The duo, with a handful of loyal soldiers and aides, encamped first to the AFP General Headquarters in Camp Aguinaldo and later moved to the much-more defensible Philippine Constabulary HQ across the street while they battled with AFP Chief Gen. Fabian C. Ver for the loyalty of the rest of the AFP scattered all over our archipelago.
The odds were stacked against Enrile and Ramos at the outset, but things turned their way once the Roman Catholic Church, through Jaime Cardinal Sin, threw its lot behind the embattled duo, followed no less by Corazon Aquino herself and her “yellow army” of supporters.
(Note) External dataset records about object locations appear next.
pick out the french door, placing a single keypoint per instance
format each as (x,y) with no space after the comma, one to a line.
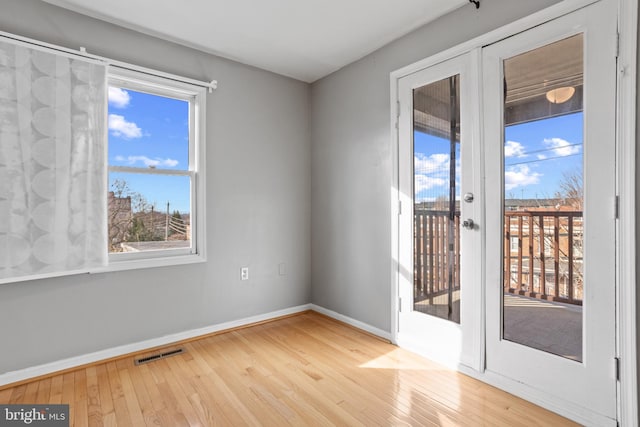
(439,159)
(549,120)
(507,229)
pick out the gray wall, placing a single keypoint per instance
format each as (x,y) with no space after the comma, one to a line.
(351,162)
(258,209)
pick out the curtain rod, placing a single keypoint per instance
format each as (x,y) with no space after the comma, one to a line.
(82,52)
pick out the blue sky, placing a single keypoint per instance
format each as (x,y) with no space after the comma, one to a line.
(150,132)
(536,156)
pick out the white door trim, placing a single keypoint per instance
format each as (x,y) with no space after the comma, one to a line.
(626,136)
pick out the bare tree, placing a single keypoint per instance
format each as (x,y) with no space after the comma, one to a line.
(570,189)
(124,205)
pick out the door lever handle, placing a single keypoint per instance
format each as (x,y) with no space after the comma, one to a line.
(468,224)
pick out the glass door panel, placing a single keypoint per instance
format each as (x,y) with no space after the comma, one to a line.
(436,155)
(543,198)
(550,156)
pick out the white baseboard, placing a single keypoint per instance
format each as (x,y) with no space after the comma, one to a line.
(350,321)
(73,362)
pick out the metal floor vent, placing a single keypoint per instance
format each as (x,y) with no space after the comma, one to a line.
(159,356)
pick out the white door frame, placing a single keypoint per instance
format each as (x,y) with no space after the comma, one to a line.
(626,169)
(458,343)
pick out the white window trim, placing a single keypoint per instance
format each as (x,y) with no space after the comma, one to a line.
(174,87)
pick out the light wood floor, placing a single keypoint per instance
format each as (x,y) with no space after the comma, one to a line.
(301,370)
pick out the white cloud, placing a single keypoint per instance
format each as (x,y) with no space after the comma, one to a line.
(431,164)
(120,127)
(118,97)
(520,175)
(514,149)
(425,182)
(561,147)
(147,161)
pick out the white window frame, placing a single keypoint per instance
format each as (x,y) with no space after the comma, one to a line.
(196,96)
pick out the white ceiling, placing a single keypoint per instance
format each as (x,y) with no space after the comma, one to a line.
(303,39)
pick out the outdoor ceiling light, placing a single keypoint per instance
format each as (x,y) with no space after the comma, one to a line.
(561,94)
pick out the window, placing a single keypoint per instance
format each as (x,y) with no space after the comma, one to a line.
(155,170)
(515,243)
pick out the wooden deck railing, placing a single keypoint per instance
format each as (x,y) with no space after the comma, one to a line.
(542,254)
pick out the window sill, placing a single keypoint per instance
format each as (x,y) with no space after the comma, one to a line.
(119,263)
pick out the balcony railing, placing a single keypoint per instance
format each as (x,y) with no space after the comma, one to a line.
(542,254)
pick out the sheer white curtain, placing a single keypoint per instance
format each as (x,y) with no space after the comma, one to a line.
(52,163)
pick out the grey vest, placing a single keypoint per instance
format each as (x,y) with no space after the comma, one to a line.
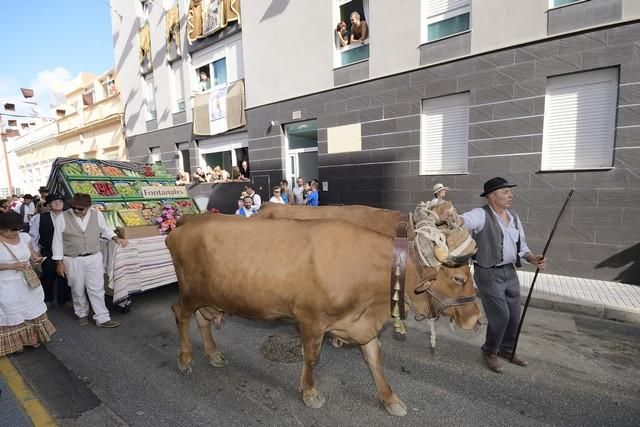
(490,240)
(77,242)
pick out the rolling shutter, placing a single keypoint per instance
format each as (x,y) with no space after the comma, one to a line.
(445,134)
(579,121)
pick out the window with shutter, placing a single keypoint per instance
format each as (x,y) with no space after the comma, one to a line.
(579,121)
(444,135)
(445,18)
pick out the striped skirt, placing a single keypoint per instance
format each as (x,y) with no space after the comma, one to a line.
(29,333)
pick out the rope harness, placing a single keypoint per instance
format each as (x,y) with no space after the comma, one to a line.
(426,235)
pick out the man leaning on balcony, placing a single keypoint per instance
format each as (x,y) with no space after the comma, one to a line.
(359,29)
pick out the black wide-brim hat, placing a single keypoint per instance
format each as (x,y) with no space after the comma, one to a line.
(495,184)
(52,197)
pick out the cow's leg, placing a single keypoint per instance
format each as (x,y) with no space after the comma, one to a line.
(311,345)
(373,356)
(216,359)
(183,318)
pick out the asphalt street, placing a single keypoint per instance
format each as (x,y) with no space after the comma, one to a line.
(583,371)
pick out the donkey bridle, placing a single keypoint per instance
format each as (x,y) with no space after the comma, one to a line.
(403,248)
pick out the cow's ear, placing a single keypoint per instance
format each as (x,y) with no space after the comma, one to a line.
(423,286)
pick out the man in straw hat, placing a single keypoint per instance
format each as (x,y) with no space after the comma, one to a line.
(501,245)
(76,249)
(439,191)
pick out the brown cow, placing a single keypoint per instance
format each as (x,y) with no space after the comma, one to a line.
(381,220)
(337,282)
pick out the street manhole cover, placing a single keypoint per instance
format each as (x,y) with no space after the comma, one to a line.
(282,348)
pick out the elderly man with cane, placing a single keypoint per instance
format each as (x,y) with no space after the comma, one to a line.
(501,245)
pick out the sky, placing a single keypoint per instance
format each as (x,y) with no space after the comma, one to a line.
(52,40)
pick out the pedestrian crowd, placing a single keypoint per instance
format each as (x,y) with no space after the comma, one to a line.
(303,194)
(215,174)
(37,233)
(49,254)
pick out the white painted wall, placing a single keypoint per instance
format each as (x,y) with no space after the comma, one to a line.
(288,48)
(126,55)
(394,36)
(502,23)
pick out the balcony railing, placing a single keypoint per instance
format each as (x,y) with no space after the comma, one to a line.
(353,53)
(219,110)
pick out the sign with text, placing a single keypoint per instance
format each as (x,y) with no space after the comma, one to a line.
(164,192)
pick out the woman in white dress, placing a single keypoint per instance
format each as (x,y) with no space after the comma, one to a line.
(23,313)
(277,195)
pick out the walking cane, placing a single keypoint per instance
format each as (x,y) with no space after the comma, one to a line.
(535,276)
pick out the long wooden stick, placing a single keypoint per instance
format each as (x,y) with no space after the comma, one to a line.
(535,276)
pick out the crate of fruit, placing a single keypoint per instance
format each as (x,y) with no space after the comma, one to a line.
(72,170)
(125,189)
(130,173)
(186,207)
(112,219)
(105,189)
(112,171)
(91,169)
(132,217)
(114,206)
(83,187)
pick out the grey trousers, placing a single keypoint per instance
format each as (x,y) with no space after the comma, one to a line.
(500,294)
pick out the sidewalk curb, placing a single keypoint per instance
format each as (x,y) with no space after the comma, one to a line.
(31,405)
(592,309)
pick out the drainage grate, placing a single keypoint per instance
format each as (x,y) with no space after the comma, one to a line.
(282,348)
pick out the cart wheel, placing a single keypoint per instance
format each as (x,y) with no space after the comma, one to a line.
(123,306)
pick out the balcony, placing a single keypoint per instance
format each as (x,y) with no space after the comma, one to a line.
(219,110)
(33,137)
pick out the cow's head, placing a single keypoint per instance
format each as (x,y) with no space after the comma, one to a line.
(448,291)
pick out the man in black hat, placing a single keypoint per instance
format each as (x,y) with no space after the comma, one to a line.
(41,230)
(41,206)
(76,250)
(501,245)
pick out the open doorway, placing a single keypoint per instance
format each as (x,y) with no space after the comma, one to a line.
(302,150)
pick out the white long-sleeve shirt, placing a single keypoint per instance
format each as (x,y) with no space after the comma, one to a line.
(57,247)
(474,222)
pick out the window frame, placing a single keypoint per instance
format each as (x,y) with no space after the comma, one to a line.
(450,101)
(177,87)
(155,154)
(339,50)
(149,95)
(425,20)
(580,79)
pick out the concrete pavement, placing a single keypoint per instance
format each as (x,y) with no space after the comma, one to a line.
(598,298)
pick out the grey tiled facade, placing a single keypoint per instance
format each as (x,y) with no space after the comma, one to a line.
(506,118)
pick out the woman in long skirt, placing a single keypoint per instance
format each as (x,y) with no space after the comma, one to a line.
(23,313)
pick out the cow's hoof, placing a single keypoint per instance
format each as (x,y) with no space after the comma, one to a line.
(217,360)
(337,342)
(314,401)
(185,368)
(397,409)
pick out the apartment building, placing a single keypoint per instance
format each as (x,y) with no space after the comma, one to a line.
(88,124)
(182,73)
(545,93)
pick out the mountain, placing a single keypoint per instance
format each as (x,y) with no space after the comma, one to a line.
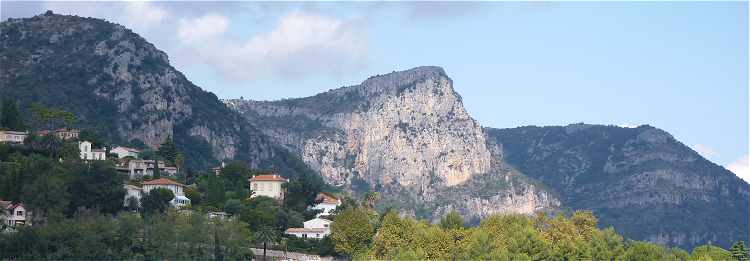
(641,180)
(121,86)
(406,135)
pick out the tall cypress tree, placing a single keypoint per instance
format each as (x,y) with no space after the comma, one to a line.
(168,150)
(10,117)
(157,172)
(739,251)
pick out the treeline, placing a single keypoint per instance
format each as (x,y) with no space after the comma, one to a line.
(128,236)
(363,234)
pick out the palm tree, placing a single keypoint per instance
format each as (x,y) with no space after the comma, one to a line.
(266,235)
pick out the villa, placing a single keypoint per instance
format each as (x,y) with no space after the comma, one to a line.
(315,228)
(123,152)
(327,203)
(14,214)
(87,153)
(15,137)
(268,185)
(176,188)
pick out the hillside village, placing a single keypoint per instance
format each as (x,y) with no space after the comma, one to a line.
(145,175)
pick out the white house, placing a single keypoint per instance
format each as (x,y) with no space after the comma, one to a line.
(138,168)
(176,188)
(327,203)
(15,137)
(268,185)
(218,215)
(14,214)
(91,154)
(63,134)
(132,192)
(125,152)
(314,228)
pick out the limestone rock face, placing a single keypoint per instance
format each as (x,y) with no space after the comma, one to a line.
(405,134)
(403,128)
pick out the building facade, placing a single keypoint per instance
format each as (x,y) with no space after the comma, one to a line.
(176,188)
(326,203)
(87,153)
(132,193)
(268,185)
(136,169)
(63,134)
(14,137)
(315,228)
(123,152)
(14,214)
But the coup d’ grace came in the form of US Air Force helicopters that landed on the grounds of Malacanang Palace some time on February 25; once the Marcos family was safely on board and on their way to parts unknown, the initial impasse at the corner of EDSA and Ortigas was decided in favor of the people rallying under the banner of “People Power.”
I was a 23-year-old UP student at that time, working for then Assemblyman Renato Cayetano, an Enrile law partner and political lieutenant. That is why in the early hours when EDSA was still open to normal traffic, I was already at the gates of Camp Aguinaldo trying (with the rest of the Cayetano family) to get in, ahead of what everyone felt was going to be some form of a last stand that could not end in any other way than in bloodshed.
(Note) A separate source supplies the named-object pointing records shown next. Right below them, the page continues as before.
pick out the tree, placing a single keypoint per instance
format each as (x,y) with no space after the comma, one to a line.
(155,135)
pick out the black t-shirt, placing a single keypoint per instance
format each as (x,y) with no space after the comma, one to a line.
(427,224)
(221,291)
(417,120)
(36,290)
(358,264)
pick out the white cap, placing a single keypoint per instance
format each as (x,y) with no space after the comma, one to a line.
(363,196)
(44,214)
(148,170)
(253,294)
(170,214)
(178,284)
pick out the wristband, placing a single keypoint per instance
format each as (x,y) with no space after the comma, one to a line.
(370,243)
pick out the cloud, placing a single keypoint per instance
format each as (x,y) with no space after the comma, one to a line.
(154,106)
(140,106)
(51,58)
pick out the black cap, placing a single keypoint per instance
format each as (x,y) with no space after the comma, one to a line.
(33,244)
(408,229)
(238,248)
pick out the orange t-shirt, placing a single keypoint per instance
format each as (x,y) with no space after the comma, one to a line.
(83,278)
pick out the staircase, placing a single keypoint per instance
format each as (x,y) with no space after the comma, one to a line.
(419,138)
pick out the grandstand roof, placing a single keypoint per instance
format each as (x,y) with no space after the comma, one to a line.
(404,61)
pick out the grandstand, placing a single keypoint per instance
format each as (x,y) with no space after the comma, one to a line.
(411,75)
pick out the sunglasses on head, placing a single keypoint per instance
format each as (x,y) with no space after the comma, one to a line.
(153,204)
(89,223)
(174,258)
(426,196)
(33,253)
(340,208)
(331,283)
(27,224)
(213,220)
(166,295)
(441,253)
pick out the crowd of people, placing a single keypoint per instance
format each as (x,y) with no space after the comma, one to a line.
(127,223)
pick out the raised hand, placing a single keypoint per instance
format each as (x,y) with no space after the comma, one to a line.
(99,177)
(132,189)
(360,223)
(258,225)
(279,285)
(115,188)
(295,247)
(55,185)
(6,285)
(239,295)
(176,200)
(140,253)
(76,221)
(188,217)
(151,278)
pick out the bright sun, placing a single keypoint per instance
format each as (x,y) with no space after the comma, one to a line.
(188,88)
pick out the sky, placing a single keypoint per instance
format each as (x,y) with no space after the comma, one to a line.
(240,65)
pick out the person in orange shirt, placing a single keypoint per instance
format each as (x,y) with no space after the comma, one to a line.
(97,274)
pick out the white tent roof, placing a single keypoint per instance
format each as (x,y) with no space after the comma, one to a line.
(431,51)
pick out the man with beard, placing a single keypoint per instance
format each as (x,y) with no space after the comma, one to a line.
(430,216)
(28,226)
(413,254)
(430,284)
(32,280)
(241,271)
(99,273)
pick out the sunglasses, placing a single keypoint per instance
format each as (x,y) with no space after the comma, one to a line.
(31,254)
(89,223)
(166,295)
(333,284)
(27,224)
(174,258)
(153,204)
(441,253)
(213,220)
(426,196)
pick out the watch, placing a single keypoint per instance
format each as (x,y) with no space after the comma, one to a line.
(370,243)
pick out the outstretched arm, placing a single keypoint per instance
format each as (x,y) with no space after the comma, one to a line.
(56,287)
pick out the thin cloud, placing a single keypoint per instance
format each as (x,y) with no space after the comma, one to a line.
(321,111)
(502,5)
Things didn’t pan out that way, thankfully, as the United States intervened.
But, 36 years later, it is also clear that things did not pan out the way those who were so inspired by EDSA 1 thought it would. The promises of a new beginning and a right when tomorrow turned out to be more empty than real for most Filipinos. Corruption was democratized; the Constitutional provision on dynasties could not be brought to life: presidents were limited to six years in power and yet within those six years they could still abuse their powers and find ready enablers everywhere. Only the continuing export of manpower provided a silver lining for the economy and for families that would otherwise be struggling to survive. In many ways it was as if EDSA 1 did not happen.
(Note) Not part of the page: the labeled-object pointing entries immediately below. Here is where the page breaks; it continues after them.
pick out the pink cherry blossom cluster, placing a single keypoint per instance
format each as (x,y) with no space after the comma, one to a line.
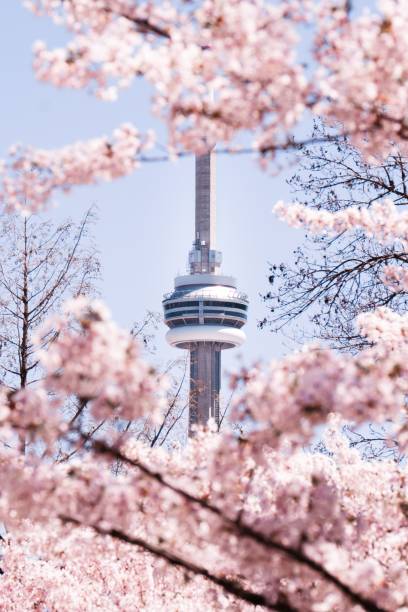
(384,221)
(99,363)
(31,176)
(294,395)
(384,326)
(220,68)
(217,69)
(396,277)
(323,510)
(363,73)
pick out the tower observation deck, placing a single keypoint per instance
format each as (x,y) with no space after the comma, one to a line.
(205,312)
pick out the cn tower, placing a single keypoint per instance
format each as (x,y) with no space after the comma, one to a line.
(205,312)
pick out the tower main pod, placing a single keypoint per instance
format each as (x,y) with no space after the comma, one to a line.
(205,312)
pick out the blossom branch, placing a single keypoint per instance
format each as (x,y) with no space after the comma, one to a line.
(243,529)
(228,585)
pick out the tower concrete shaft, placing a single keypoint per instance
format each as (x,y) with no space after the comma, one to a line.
(205,312)
(203,258)
(205,383)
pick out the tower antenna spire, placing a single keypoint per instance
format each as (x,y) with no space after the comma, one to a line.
(205,312)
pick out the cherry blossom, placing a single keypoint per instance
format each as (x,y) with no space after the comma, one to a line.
(30,176)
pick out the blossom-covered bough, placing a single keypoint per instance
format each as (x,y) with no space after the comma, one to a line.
(229,522)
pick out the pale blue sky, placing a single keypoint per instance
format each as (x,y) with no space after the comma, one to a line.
(146,221)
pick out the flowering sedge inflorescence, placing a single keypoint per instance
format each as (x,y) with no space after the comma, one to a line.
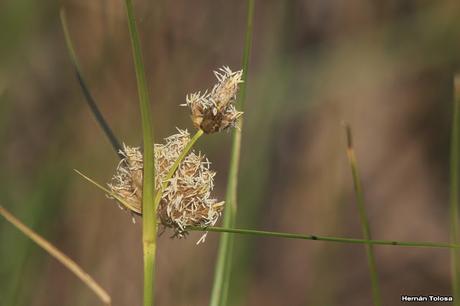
(186,200)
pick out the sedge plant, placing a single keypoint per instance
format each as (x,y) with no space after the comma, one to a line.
(149,183)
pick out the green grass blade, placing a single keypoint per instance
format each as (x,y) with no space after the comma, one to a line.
(414,244)
(454,177)
(363,217)
(86,91)
(225,253)
(149,213)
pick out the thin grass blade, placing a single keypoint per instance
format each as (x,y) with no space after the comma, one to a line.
(61,257)
(454,185)
(376,296)
(90,101)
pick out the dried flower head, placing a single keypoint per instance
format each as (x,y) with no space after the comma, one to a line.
(186,201)
(215,111)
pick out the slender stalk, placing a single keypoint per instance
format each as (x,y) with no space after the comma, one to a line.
(363,217)
(454,185)
(61,257)
(421,244)
(176,164)
(149,213)
(225,253)
(91,102)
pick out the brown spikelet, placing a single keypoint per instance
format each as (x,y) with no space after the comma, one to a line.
(215,111)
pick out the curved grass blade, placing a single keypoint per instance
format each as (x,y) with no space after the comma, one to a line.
(376,296)
(414,244)
(90,101)
(61,257)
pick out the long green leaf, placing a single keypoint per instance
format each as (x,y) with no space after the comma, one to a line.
(225,254)
(420,244)
(149,213)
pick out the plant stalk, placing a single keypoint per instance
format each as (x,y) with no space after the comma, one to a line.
(149,213)
(225,253)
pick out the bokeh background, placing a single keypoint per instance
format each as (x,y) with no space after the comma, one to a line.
(386,67)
And this is why four years short of four decades the Philippines faces the prospect of electing the son and namesake of the very president who was ousted from office because of the mass action on EDSA.
As early as 2016, though, the writing was on the wall. Thirty years after EDSA, Ferdinand Marcos Jr. as vice presidential candidate swept all the LGUs of the National Capital Region save Taguig (which went for its favorite son). As early as 2016, the NCR was already sending a message that it was not EDSA. Six years later, while the younger Marcos may end up once again losing in Taguig as well as in Manila and maybe Quezon City, it is still undeniable that he will sweep all other LGUs in what was once the heart of the anti-Marcos opposition, on his way to what appears to be victory in May.
Today’s NCR is no longer the Metro Manila of 1986, and the EDSA of the People Power protests is but a memory.
And the biggest irony?
In 1986, the “EDSA Revolution” jingle was a song entitled “Magkaisa”: in 2022 the catchword of the Marcos campaign is “unity.”
Unless fates change, the NCR of 2022 will erase the memories of the EDSA of 1986.